I recommend this interview by Shir Hever in the analysis: https://theanalysis.news/gaza-ai-targeting-a-cover-for-genocide/

Let me share two critical points from the interview on the function of "AI" systems within the genocidal war machine. These points resonate deeply with the problem of getting people to murder other people on a large scale and the psychological and moral toll on the foot soldiers ordered to commit genocide:

(1) Machine learning systems provide target lists much faster and do not run out of targets (which occurred after a few weeks in previous wars on Gaza). Naturally the military "value" of an AI target designation are much poorer than those compiled by a human intelligence officer whose function the system is designed to simulate. However, this is apparently a feature, not a bug, as it allows the leadership to order what amounts to carpet bombing of highly populated civilian areas without issuing explicit orders to do so (which could get them sued for war crimes) and without directly breaking military protocols and rules of engagement (which could lead to breakdown of discipline).

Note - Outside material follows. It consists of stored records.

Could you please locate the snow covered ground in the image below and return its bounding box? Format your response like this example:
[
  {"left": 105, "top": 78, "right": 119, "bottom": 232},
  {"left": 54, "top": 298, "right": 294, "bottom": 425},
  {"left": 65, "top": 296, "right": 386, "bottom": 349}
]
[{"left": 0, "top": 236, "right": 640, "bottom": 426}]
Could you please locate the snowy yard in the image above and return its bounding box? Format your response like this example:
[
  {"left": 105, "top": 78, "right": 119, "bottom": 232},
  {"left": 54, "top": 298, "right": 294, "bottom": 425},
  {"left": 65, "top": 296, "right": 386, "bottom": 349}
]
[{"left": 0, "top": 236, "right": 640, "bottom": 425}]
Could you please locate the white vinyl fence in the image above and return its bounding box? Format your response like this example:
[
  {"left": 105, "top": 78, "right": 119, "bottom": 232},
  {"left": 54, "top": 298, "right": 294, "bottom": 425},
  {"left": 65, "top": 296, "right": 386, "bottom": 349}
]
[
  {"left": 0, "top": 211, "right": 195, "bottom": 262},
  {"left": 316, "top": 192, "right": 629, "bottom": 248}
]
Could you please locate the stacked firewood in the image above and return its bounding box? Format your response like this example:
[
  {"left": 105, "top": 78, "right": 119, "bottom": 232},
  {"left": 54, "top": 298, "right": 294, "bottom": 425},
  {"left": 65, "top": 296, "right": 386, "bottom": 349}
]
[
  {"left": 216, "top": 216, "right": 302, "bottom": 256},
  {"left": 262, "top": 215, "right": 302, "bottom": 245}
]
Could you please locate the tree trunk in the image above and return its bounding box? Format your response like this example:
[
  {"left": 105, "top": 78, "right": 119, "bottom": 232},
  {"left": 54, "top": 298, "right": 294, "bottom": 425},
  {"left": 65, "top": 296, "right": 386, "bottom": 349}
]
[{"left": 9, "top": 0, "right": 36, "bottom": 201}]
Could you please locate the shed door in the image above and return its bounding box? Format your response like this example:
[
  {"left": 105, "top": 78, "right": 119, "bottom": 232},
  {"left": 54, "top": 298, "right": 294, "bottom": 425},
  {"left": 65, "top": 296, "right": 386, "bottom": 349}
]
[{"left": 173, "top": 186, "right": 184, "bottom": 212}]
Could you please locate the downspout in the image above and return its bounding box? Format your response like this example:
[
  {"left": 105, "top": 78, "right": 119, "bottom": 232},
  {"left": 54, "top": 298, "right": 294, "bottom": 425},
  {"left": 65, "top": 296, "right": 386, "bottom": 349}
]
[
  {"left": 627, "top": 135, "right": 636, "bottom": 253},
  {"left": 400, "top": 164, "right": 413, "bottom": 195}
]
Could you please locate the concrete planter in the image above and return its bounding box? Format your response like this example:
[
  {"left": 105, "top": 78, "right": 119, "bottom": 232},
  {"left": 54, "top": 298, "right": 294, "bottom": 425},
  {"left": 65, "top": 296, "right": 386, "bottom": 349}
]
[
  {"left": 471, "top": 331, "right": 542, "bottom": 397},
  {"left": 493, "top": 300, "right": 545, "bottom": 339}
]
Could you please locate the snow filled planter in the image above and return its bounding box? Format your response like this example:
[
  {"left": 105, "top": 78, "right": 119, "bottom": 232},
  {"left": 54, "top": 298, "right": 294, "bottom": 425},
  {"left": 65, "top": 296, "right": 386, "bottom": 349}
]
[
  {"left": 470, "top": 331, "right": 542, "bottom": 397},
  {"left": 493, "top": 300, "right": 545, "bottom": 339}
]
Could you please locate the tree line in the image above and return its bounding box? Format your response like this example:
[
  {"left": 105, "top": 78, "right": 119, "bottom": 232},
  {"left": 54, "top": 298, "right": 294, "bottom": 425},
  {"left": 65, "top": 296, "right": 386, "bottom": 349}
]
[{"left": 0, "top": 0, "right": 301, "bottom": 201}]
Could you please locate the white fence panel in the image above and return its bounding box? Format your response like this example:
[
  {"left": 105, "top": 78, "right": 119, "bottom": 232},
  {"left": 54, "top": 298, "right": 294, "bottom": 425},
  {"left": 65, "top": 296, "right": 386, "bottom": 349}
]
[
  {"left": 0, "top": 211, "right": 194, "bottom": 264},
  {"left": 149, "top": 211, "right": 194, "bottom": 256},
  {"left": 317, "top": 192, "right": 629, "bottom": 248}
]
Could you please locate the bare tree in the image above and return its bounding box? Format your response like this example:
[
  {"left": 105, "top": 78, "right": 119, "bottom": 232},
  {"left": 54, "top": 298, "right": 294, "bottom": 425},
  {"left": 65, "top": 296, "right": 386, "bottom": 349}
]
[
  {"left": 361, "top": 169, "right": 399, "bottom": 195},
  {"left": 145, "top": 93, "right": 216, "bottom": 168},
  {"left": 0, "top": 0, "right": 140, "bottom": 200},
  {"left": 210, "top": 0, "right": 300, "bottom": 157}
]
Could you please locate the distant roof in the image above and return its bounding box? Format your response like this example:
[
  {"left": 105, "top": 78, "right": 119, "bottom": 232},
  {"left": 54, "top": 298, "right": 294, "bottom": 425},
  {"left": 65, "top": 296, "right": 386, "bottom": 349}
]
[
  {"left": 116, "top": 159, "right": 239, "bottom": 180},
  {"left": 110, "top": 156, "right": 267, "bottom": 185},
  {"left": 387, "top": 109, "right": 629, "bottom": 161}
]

This is mostly drawn from a previous story in 972 magazine that has more relevant framing than the one linked here by Justin: https://www.972mag.com/mass-assassination-factory-israel-calculated-bombing-gaza/

(2) Machine learning systems in the Israeli military are not trained to pick "correct" targets, they are instead optimized to get a human operator to sign off on operations. Note that the machine learning systems are designed by ex-military intelligence officers (the military to startup pipeline) who are well positioned to design systems to fit in and effectively subvert military intelligence practices. [IDF procedures were already worse than US rules of engagement which failed to prevent massacres in occupied Iraq...].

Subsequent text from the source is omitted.